Марину Цветаеву Анна Ахматова упрекнула за то, что та влюбилась в мужчину — писала длинные философские письма. Назвала срамом.
Ее личными срамами, худшими, не на честных десяти страницах, а недомолвками разлитыми, были: первый — Александр Блок, где ничего не было, второй — Исайя Берлин, которого и самого-то не было («Ты выдумал меня» — а на самом деле «я выдумала тебя»). Эта глава — о худшем из срамов, где у нее на руках документы, «штамп в паспорте», а человек — Николай Гумилев — превращается в предмет для манипулирования задним числом и с определенной целью, ни к любви ни к браку отношения не имеющей.
На старости лет ей почему-то понадобилось, чтобы Гумилев нес в душе неостывающую любовь к ней и только потому менял женщин, что ни одна не могла ее заменить. Его она, кажется, не любила никогда. Так, по крайней мере, считали все современники, и она этого совсем не скрывала. Зачем же ей понадобилось утверждать посмертно любовь к себе Гумилева? Она говорила, что в этом спасение Гумилева как поэта. Довод более чем сомнительный.

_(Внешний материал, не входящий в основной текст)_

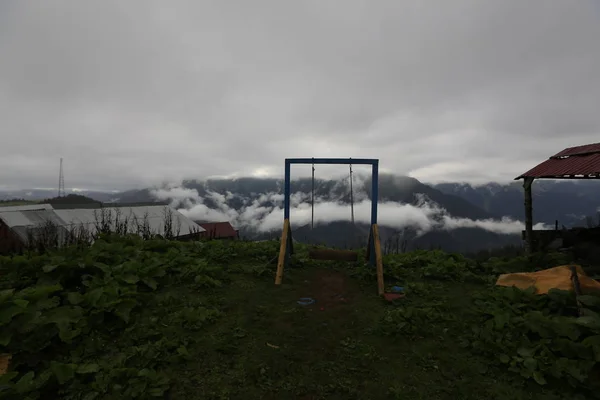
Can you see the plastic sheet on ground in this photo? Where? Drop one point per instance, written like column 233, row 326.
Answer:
column 552, row 278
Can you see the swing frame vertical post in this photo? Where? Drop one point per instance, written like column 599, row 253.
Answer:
column 374, row 255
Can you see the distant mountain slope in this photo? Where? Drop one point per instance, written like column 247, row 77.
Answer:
column 391, row 188
column 569, row 202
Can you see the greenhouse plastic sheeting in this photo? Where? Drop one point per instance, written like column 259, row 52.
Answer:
column 552, row 278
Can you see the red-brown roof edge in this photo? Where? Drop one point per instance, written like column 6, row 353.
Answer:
column 580, row 162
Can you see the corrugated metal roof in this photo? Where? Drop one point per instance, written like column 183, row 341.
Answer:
column 573, row 162
column 579, row 150
column 30, row 221
column 154, row 215
column 26, row 207
column 219, row 230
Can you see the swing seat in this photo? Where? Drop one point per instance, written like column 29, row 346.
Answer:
column 333, row 255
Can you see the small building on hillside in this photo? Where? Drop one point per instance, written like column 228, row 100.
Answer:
column 219, row 230
column 580, row 162
column 21, row 225
column 17, row 222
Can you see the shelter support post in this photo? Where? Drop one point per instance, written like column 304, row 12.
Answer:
column 528, row 215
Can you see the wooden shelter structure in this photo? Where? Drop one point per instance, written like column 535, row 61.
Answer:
column 580, row 162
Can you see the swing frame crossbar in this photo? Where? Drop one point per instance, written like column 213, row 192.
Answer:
column 286, row 249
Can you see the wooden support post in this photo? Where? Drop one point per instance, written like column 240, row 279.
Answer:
column 283, row 251
column 528, row 215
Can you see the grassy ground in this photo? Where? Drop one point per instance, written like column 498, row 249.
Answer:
column 132, row 319
column 271, row 347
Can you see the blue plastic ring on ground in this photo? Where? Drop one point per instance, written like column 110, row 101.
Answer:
column 305, row 301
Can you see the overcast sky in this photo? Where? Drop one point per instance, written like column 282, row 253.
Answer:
column 132, row 93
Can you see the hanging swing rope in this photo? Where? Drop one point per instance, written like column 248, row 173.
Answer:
column 312, row 199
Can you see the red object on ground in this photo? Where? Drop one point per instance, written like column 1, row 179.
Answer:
column 393, row 296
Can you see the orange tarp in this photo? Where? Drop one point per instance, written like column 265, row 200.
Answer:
column 552, row 278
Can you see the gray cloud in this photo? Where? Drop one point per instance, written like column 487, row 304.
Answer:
column 139, row 92
column 261, row 215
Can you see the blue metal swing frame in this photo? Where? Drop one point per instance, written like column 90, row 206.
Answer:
column 374, row 246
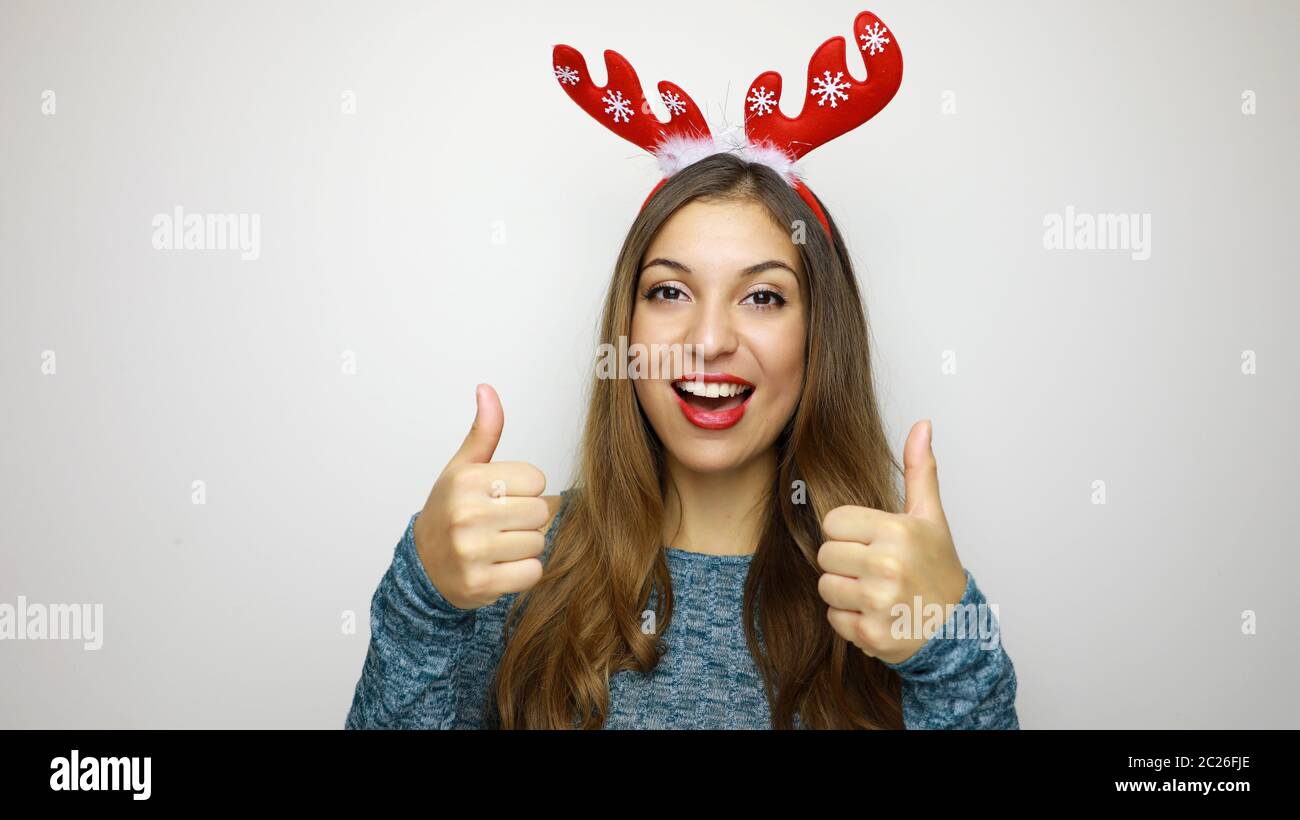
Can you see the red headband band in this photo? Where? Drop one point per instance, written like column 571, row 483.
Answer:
column 771, row 138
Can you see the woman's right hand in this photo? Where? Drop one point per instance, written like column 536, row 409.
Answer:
column 484, row 524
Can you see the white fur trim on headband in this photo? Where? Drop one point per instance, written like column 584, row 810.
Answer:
column 675, row 152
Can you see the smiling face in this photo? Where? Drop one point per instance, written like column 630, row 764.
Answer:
column 723, row 277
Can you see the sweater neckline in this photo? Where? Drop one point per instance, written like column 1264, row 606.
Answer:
column 709, row 556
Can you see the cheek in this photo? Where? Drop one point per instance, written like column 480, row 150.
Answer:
column 780, row 351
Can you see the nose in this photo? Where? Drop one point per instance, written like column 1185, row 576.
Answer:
column 713, row 329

Схема на самом деле была такая. Она — самая величайшая женщина в мире, потому что поэзия Гумилева — величайшая в мире (это тоже придется доказывать, в России она почему-то — «непрочитанная», как неуловим неуловимый Джо — никто не хочет его читать, но об этом в другой главе), а Гумилев любит ее, и вся его поэзия — для нее и о ней.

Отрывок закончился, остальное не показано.